Advantageous markets can be profitable, but only for so long. For years, many in CRE invested at low financing rates and high leverage. As lending has have completely changed, the question is now whether new financing can be had from lenders, or if new rates and conditions make that impossible.

What’s kept multifamily operators in gravy has been just that, an advantageous market. Now market normalization is underway, according to Marcus & Millichap, and apartment demand is feeling economic pressure.

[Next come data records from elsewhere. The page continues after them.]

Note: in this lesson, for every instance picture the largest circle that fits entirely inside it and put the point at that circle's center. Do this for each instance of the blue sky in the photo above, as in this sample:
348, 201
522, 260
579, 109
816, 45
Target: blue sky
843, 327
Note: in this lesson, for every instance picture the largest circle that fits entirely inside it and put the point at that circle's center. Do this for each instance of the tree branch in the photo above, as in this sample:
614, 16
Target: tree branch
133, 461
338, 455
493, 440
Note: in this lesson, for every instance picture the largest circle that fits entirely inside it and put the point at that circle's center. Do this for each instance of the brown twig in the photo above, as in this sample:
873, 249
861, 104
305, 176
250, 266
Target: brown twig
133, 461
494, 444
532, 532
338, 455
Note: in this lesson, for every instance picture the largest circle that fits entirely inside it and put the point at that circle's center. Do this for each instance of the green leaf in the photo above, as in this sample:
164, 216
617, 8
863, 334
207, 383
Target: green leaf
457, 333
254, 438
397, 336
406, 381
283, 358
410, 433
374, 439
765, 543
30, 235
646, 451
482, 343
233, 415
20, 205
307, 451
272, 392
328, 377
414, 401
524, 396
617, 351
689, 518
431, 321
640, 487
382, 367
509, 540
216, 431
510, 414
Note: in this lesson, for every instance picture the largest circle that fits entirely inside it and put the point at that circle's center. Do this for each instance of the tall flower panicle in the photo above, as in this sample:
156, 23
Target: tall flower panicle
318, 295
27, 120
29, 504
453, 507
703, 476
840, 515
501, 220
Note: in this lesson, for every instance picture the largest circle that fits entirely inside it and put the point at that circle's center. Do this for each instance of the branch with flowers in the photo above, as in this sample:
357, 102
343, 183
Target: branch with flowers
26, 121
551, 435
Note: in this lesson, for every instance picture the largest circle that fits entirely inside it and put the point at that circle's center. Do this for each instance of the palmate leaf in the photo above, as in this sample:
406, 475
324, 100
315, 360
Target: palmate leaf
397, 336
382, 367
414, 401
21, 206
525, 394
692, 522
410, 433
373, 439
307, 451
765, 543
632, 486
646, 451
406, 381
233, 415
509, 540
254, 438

“Following the strongest first quarter on record for multifamily net absorption earlier this year, the metric has now dipped negative in consecutive three-month spans,” the firm said this month. “National vacancy rose from just 2.4 percent in March to 4.1 percent in September. For a historic context, this rate is about 120 basis points below the same month’s average between 2000-2019, but up by the same 120-basis-point margin from one year ago. This indicates a normalization is playing out, after a stretch of historically tight conditions. Fewer people are forming new households amid broad-based uncertainty, hindering rental demand. At the same time, new supply is being delivered at a blistering pace, creating a temporary imbalance.”

Demand drops while new supply is coming online, which means leverage is slipping away. Eventually there will be a rebalancing—and a reckoning. Especially if the Fed’s efforts to stem inflation result, as many think will happen, in a recession.

How do you get blood out of a stone? Or money out of someone who has lost their job? Expect people to move in together, stay with relatives, opt for cheaper properties where they can find them, and reduce demand. Or ask Zillow, which just laid off about 5% of its staff. Maybe it will have five suggestions for landlords.